- ‘'Elbette ki öldürürüm. Çünkü siz şu Nehrin Öbür tarafındaki topraklarda oturuyorsunuz. Eğer siz de benim gibi, nehrin bu tarafındaki topraklarda otursaydınız, benim sizi öldürmem bir Cinayet sayılırdı. Ancak siz bizden sayılmazsınız ve ben sizi öldürürüm. Yaptığım doğrudur. Ve sizi öldürdüğüm zaman, ben kendi toplumumda ''Kahraman'' diye anılacağım...!’’
Yani,
Tarih boyunca bu düşünceye sahip olmuş ve bu düşünce ile zehirlenmiş kim bilir ne kadar çok insan savaşlarda canından olmuştur.. İnsanlık için ne kadar acı bir durum.
Bugün bir devlete karşı savaş açarak,
insanların kanına girmek gibi meseleler genelde Bir Tek Adamın Kararıyla yapılmıyor. İnsanı öldürmek gibi bir Vahşet ne yazık ki, bu işte ''Çıkarı ve yararı olan’' perde arkasına gizlenmiş doymak bilmez nice İnsanlar ve Devletlerin, şu veya bu yolla ‘'Silah Satışı Yapmak İçin’' uyguladığı planlar ve yine nice çıkarlar uğruna onlara alet olan Kirli Siyasiler yoluyla yapılıyor…
Her şeye rağmen, Masum insanların öldürülmesine yol açan saldırılar insanlık açısından bir cinayet değil de nedir ki? Savaş kararı verilse bile bu askerler arasında yapılır masum sivil insanlar çocuklar, yaşlı insanların ölmemesi gerekir. Savaş kararları bile "Tarafsız bir Kurul'' tarafından ve tüm Barışa giden yollar tıkandıktan sonra yapılmalıdır.
Elbetteki, bu işte en çok sorumluluk sahibi olan insanlar asla bazı kötü kimselerin
küçük çıkarlarının ve kirli oyunlarının Oyuncağı olmamalıydı.... Hiçbir insan ölmediği gibi, hiçbir maddi çıkar da İnsancıllığı, Hak, Adalet ve Vicdanı asla öldürmemeliydi...

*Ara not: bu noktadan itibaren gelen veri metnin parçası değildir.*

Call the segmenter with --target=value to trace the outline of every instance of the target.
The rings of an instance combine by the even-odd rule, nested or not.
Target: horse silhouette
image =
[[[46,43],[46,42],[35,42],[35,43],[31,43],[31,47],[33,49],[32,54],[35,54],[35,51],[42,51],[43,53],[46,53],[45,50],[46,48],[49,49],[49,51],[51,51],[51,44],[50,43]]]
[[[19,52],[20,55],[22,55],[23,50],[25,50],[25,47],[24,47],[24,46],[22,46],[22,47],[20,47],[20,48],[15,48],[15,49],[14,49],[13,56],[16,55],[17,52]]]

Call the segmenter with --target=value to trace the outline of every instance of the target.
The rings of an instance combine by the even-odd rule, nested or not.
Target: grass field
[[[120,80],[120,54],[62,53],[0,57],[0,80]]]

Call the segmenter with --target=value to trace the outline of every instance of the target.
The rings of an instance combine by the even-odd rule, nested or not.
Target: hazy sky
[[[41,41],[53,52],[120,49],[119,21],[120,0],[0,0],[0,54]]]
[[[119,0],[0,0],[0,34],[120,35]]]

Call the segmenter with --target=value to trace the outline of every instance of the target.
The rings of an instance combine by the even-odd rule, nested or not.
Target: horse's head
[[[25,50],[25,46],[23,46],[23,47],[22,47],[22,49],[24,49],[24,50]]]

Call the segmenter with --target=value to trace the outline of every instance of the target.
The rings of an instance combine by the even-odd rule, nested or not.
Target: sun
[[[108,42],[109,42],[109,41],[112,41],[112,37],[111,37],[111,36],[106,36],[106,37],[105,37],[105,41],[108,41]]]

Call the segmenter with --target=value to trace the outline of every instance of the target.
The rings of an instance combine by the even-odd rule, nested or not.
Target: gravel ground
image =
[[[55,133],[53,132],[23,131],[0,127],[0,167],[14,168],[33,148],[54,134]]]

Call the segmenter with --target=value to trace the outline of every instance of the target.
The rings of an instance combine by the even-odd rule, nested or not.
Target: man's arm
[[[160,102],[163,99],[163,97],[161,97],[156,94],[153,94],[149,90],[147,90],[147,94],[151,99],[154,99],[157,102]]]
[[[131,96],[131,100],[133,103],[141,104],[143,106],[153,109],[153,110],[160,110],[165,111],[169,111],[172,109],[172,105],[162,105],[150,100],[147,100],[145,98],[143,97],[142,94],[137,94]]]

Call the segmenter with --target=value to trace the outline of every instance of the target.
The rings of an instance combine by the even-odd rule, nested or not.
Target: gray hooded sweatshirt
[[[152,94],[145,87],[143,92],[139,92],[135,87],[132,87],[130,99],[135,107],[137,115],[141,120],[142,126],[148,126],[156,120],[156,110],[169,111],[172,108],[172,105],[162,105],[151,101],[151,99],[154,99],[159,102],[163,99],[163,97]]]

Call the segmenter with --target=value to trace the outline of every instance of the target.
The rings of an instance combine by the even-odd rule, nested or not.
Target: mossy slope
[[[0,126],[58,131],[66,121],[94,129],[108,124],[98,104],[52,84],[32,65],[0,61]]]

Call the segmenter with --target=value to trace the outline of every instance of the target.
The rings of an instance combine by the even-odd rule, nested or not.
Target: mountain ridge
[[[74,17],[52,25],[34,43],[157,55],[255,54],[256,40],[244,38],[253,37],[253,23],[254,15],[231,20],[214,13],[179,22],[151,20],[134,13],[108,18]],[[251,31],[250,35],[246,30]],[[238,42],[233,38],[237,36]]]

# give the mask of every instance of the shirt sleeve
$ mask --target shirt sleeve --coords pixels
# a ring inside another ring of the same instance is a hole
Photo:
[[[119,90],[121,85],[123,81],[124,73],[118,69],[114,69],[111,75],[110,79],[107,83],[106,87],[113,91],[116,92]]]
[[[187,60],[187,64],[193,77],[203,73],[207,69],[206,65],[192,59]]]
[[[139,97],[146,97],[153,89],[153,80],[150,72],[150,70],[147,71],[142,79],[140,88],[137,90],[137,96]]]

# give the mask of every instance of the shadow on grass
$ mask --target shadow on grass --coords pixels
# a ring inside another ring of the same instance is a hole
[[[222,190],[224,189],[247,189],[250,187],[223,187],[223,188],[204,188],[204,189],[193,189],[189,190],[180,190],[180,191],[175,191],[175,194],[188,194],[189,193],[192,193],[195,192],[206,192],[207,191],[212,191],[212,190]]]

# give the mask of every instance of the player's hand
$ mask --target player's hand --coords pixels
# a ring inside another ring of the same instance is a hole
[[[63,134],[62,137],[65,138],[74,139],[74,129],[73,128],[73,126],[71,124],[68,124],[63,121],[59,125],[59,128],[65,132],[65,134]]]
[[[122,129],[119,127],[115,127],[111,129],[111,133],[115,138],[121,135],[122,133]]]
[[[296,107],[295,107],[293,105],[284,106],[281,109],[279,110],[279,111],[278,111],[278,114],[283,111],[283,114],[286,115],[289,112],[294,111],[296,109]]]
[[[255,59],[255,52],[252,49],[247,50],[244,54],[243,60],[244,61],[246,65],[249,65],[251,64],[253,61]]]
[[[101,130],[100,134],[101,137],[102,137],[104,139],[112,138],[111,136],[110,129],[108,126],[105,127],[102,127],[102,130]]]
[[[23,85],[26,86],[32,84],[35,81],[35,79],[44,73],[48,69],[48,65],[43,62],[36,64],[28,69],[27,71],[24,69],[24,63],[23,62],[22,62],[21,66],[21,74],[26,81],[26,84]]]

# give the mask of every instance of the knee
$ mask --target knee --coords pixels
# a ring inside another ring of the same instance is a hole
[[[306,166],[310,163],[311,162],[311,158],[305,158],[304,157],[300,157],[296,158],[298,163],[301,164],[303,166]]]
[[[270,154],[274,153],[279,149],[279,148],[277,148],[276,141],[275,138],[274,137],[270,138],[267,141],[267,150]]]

Ne yazık ki, bu dilekler Tarih boyunca hiçbir zaman gerçekleşmedi.. Ve dün olduğu gibi bugün de yine tüm dünyada milyonların haykırdığı‘'Savaşa Hayır’' çığlıkları var ve umalım bu çığlıklar daha çok yükselir hale gelir de Savaşlar olmaz masumlar ölmez..!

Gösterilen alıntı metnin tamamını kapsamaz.